Professor Andrew Kent Writes Amicus Brief for Citizenship Case in Federal Court

May 15, 2014

Fordham Law Professor Andrew Kent has collaborated with four colleagues from other law schools to file an amicus brief in the case of Tuaua v. the United States of America, pending in the United States Court of Appeals for the District of Columbia.

The original complaint, filed in 2012 by residents of American Samoa, argued that people born there are U.S. citizens under the Citizenship Clause of the Fourteenth Amendment to the U.S. Constitution. The district court ruled against the plaintiffs, and they have now appealed.

The district court relied heavily on the Insular Cases to resolve the claim under the Citizenship Clause. The Insular Cases refer to a series of U.S. Supreme Court cases, from the first several decades of the 20th century, that dealt with territories acquired by the United States following the Spanish-American War, such as Puerto Rico and the Philippines.
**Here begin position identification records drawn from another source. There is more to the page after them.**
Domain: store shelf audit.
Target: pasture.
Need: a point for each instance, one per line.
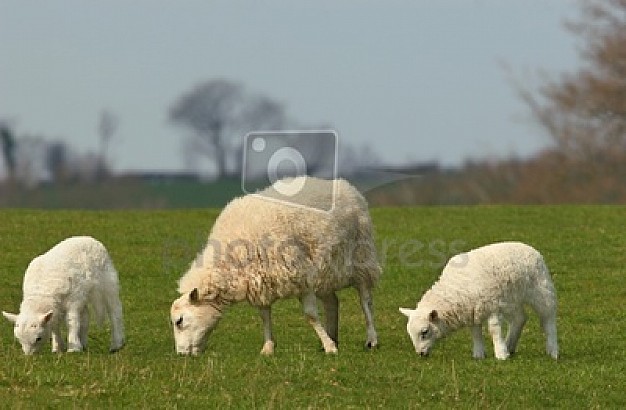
(584, 246)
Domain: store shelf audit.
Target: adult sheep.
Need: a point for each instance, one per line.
(261, 249)
(59, 285)
(490, 284)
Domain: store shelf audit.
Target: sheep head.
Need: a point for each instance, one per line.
(193, 319)
(424, 329)
(30, 329)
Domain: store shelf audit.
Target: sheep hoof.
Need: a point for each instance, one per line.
(330, 348)
(116, 349)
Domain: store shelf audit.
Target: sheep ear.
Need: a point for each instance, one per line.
(46, 318)
(433, 316)
(11, 317)
(406, 312)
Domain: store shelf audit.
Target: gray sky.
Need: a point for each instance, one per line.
(415, 80)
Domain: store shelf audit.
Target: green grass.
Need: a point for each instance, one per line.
(585, 247)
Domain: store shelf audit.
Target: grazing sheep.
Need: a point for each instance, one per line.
(490, 284)
(261, 250)
(58, 286)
Professor Kent and the other amici are experts on the constitutional law and legal history of that era. 

The amicus brief points out that none of the Insular Cases involved a claim under the Citizenship Clause and that any discussion of citizenship is therefore dicta. Furthermore, amici argued that there are good reasons why the Supreme Court has been in recent decades apprehensive about expansive readings of the Insular Cases.  The comments found in the Insular Cases about the citizenship status of territorial inhabitants were often explicitly or implicitly based on then common views about the alleged racial inferiority of residents of the new island possessions. Indeed, the opinion of the Court in the most famous of the Insular Cases was issued just a few years after Plessy v. Ferguson and was written by the same Justice. Amici therefore argue that the Insular Cases should not be considered even persuasive authority on the question whether residents of U.S. territories are entitled to birthright citizenship under the Fourteenth Amendment.

The brief was prepared by Paul R.Q. Wolfson with Dina Mishra and Adam Klein of WilmerHale in Washington, D.C.